Кроме того, наше развитие подготовляло нас и положительно к республике и демократии; нашей реформацией были положены основы современного гуманизма и, следовательно, демократии. Палацкий выдвигает в реформации значение нашей Чешской братской церкви, которая превзошла своими моральными достоинствами все остальные церкви и попытки реформаций. Основатель Братства отвергал всякое насилие и, вследствие создавшегося положения, не только государство, но и церковь; он хорошо подметил основу средневековой теократии, эту интимную связь государства и церкви. Крайности Хельчицкого были вскоре смягчены его последователями, точно так же, как и крайности Таборитов, коммунизм которых не удержался; король Ири, несмотря на то что был противником Братьев, выдвигает – а это совпадает с основной идеей братства, идеал вечного мира; Коменский, последний епископ Чешской братской церкви, творит человечность при помощи школы и воспитания, при помощи же образования он стремится осуществить национальную и притом общечеловеческую программу. Коменский, потом Лейбниц и Гердер – это прекрасно сказал Дени – говорят к нам через Добровского и Коллара; после них Палацкий, Шаффарик и Гавличек формулировали наш национальный гуманитарный идеал в связи с требованиями эпохи.
В нашей оппозиции против абсолютизма антиреформационной Австрии мы приблизились в XVIII столетии к идеалам Просвещения и Французской революции; передовые идеи Запада стали руководящими мыслями нашего народного возрождения.
Это было тем легче, что духовные вожди революции (Руссо) выросли среди швейцарского республиканства и кальвинизма, происходящих из идеи реформации; люди революции, как правильно отметил Маркс, продолжали идти по пути реформаторов. Просвещенность, гуманизм и руководящие идеи XVIII столетия вообще продолжают идти в направлении, данном реформацией, а следовательно, и нашей чешской реформацией.
Гуманитарный идеал не является чешской особенностью, он, наоборот, общечеловечен, но каждый народ осуществляет его своим способом: англичане формулировали его главным образом этически, французы политически (объявление прав человека и гражданина), немцы социально (социализм), мы национально и религиозно.
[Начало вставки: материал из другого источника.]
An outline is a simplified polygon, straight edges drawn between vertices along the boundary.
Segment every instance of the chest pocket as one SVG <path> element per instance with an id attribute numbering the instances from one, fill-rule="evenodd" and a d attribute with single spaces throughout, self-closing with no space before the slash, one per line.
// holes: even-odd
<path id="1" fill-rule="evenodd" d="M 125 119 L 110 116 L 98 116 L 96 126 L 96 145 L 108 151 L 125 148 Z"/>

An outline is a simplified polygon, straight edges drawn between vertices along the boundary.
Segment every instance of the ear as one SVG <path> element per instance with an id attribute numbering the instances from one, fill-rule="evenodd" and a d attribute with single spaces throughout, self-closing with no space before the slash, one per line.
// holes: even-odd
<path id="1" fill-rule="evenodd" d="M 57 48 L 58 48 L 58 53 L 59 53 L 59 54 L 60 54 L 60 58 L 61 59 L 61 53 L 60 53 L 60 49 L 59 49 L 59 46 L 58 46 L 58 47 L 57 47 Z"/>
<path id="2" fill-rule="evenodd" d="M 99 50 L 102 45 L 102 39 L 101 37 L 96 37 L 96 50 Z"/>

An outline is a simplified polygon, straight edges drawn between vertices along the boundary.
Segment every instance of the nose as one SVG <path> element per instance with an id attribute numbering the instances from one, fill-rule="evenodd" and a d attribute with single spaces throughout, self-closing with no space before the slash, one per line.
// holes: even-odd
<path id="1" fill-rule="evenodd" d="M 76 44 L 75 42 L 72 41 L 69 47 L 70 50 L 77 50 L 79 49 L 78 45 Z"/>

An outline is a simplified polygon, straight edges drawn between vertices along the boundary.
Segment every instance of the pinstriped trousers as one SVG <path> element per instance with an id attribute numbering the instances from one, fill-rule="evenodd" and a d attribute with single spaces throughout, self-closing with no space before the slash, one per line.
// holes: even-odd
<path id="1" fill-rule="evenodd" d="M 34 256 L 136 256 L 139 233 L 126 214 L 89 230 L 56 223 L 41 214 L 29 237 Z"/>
Теперь гуманитарные стремления становятся всеобщими, и приходит время, когда они будут признаны всеми образованными народами основой государства и международных отношений.
Я не утверждаю, что мы, чехи и словаки, наделены от природы особенно милым, нежным, так сказать голубиным характером. Мне кажется, наоборот, что рядом со своей характерной мягкостью – мягкость не совпадает с чувством и лаской, а скорее с чувствительностью – мы довольно тверды; быть может, мы симпатизируем с людьми более непосредственными и откровенными, чем на Западе, и не поддаемся в такой степени всякого рода формализму. Как развивался наш характер, это иной вопрос; я уже обращал внимание на неясность споров о народном характере.
О нашей национальной гуманитарной программе были оживленные споры еще перед войной, после войны они продолжаются; дело идет о двух предметах. Прежде всего дело касается гуманитаризма (гуманистической программы, или, как кратко говорят, гуманности), а во-вторых, основывается ли наша чешская гуманность на религии.
О самой гуманности особенно не спорят, скорее всего, дело касается различных недоразумений, происходящих из неясности понятий; я надеюсь, что они отпадают благодаря данному мной разбору. Будет труднее, а быть может, и совершенно невозможно договориться с теми противниками, которые вообще отвергают гуманитаризм и не соглашаются с его религиозным обоснованием.
Таких противников гуманитаризма имеется несколько родов. Отвергают его те, кто не считает политически важной вещью мораль и религию и вообще какую бы то ни было «идеологию»; мораль и религия являются уже «преодоленными точками зрения», они хороши для детей, женщин и сентименталистов, но практические, реальные политики – realpolitik оперируют с практическими реальностями, они не сентиментальны и т. д. Очевидно существуют «реальные политики» и «реальные политики». Бисмарк с этой реальной политикой не соглашался, не соглашались с ней и пангерманисты; они не признавали гуманность, но чрезвычайно защищали религию, или церковную (Бисмарк), или новую пангерманскую (Лагард).